If there’s a problem out there with the way government gets something done then appointing someone to have a look into the problem seems rational enough. But it does, obviously enough, depend upon who is appointed. Someone who believes mutually contradictory things before breakfast might not be the best choice. As with Josh MacAlister and this investigation into the provision of children’s home places:

Josh MacAlister, the head of the government’s review of children’s social care, will warn children’s homes bosses they must cut “indefensible” profits and improve the experience of young people in care or run the risk of intervention.

Rising levels of wealth are being made off the back of soaring children’s home fees and people are rightly concerned that private homes are making an estimated £250m a year in profits from the care of vulnerable children, MacAlister will say in a speech to the Independent Children’s Home Association on Thursday morning.

That is possible, we agree. Whether it’s true or not is another thing but it’s certainly possible.

MacAlister, who has welcomed the Competition and Markets Authority’s investigation into the children’s care market announced in March, is concerned that some heavily debt-laden private children’s care companies are at risk of collapse, with dire consequences for children in care and the local authorities that fund them.
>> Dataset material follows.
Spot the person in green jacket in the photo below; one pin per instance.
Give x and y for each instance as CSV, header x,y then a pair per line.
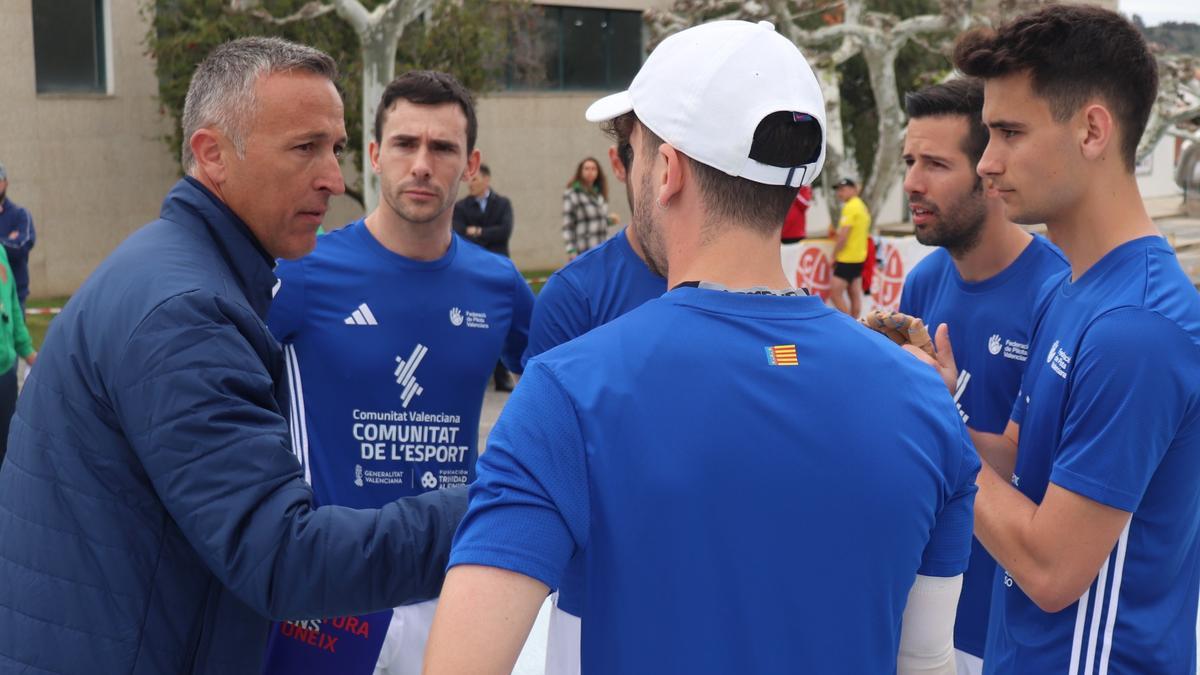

That is also possible, that the providers of these homes are so laden with debt they’re about to go bust. Again, whether it’s true or not is another matter but it’s possible.

What’s not possible is to believe both things. It is not possible that the operators are making super, lovely, excessive, profits and also that they’re about to go bust. Someone needs to have a word in Mr. MacAlister’s shell-like to point this out. At least try to be internally consistent in your analysis perhaps?

As to where this idiocy comes from that’s simple enough, as one of us has pointed out before. It’s a report from Revolution Consulting which looks at the operating profits, not net profits, of the care home providers. That is, it looks at the excess of revenue over cost before accounting for mortgages, interest upon them, depreciation or maintenance of buildings and so on. You know, things that are a considerable portion of costs concerning anything with the word “home” in it. By using Ebitda as the measure it, in effect, looks only at the current account, not the capital. Which is, as a measure of profitability, absurd.

We’re fine with reports looking into problems with the way government does things. We do think it would help if those appointed were competent.